Aujourd’hui, la société fait état de plus de 11 millions de clients, d’une couverture de 34 000 villes dans le monde réparties dans 192 pays. Difficile de porter un jugement définitif sur l’entreprise qui n’a pas encore publié de chiffres concernant les résultats financiers. En tous cas, tout le monde ne voit pas d’un très bon œil le développement de cette économie dite de partage. Dans le cas d’Airbnb, on peut citer les hôtels qui sont en concurrence directe, les voisins qui ne sont pas toujours contents de voir des « étrangers » s’installer à côté de chez eux, sans parler de l’Etat qui voit un manque à gagner dans la collecte d’impôt.
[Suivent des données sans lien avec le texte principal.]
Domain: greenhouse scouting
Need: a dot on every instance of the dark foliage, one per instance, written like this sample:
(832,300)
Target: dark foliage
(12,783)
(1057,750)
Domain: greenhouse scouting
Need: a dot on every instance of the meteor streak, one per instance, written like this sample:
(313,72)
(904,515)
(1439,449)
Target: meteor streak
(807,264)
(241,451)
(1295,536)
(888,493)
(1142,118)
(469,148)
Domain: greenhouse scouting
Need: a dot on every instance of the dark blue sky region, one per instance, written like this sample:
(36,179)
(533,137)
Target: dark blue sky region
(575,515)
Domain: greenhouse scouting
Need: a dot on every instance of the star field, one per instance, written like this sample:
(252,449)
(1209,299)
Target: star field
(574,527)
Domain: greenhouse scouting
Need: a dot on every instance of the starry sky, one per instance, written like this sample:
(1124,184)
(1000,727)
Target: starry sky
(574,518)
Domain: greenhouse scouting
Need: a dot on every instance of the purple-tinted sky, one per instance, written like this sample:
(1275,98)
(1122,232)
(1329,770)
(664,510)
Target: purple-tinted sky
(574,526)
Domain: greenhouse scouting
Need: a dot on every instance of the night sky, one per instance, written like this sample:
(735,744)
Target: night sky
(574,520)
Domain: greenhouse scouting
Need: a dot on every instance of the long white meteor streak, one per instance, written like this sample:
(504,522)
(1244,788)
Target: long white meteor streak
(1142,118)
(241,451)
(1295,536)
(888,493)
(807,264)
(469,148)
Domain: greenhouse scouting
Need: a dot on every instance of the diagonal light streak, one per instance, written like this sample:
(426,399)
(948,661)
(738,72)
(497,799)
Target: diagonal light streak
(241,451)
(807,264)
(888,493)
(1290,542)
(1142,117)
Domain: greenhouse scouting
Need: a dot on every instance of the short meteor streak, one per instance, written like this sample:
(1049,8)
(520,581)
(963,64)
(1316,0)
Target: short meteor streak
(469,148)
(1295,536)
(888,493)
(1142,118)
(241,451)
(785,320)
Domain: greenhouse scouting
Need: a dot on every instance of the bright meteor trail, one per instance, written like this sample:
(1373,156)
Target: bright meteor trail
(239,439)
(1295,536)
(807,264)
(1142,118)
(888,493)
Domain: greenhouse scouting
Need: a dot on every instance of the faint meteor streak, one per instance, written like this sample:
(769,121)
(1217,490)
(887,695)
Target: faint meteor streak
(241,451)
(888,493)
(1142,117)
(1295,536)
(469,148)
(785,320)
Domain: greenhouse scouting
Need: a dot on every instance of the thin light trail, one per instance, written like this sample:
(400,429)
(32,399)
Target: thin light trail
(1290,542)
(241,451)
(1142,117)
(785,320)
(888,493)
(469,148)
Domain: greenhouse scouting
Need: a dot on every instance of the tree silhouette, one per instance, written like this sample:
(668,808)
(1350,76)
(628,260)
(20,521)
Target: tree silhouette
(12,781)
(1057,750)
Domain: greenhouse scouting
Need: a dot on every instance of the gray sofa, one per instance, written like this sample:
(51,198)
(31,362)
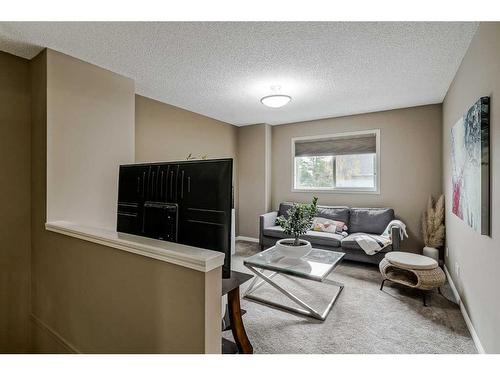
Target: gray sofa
(358,220)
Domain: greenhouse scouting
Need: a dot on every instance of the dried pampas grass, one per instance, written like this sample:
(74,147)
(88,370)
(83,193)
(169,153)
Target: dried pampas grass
(433,223)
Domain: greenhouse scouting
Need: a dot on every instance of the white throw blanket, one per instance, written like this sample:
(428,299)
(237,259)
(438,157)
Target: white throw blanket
(372,243)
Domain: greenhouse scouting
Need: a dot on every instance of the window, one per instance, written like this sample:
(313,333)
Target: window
(342,162)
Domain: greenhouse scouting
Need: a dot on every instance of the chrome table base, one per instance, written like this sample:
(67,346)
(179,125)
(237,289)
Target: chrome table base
(307,310)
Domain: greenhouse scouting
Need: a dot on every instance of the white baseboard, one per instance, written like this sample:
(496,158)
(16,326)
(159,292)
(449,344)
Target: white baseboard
(465,314)
(248,239)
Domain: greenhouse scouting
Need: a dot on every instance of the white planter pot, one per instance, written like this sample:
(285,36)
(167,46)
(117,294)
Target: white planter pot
(285,247)
(431,252)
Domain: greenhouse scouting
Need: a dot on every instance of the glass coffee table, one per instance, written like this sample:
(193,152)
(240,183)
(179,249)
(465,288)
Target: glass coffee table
(316,266)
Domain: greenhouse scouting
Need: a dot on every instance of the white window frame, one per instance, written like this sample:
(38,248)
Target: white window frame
(359,190)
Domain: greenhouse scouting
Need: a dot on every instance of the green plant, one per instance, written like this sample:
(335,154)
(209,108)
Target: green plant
(299,221)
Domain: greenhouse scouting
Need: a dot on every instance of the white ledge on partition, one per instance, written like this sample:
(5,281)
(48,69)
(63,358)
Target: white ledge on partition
(187,256)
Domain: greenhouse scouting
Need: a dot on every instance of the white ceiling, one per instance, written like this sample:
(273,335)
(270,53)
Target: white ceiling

La dimension juridique n’est évidemment pas absente de cette nouvelle concurrence. Sur ce terrain, Airbnb vient de gagner un bataille mais la guerre est loin d’être terminée tant Internet change radicalement les règles du jeu et les termes de la concurrence. Dans le différend juridique qui opposait l’avocat général de l’Etat de New York et Airbnb, le juge vient de donner raison à cette dernière. L’avocat général demandait qu’Airbnb lui fournisse la liste des particuliers (et toutes les informations les concernant) de la ville de New York proposant des services d’hébergement car il pense que certains violent la loi (Ruling in Airbnb’s Case in New York). Rappelons qu’à New York, il est illégal de louer un appartement moins de 30 jours, une réglementation passée par le Conseil municipal en 2010 pour réguler la concurrence avec les hôtels. Le juge a considéré que cette demande d’informations n’était pas pertinente par rapport à l’enquête. Tout en déclarant victoire, Airbnb a fait profil bas en indiquant qu’elle était prête à collaborer avec la Justice et à « faire de New York un meilleur endroit à vivre, travailler et visiter ».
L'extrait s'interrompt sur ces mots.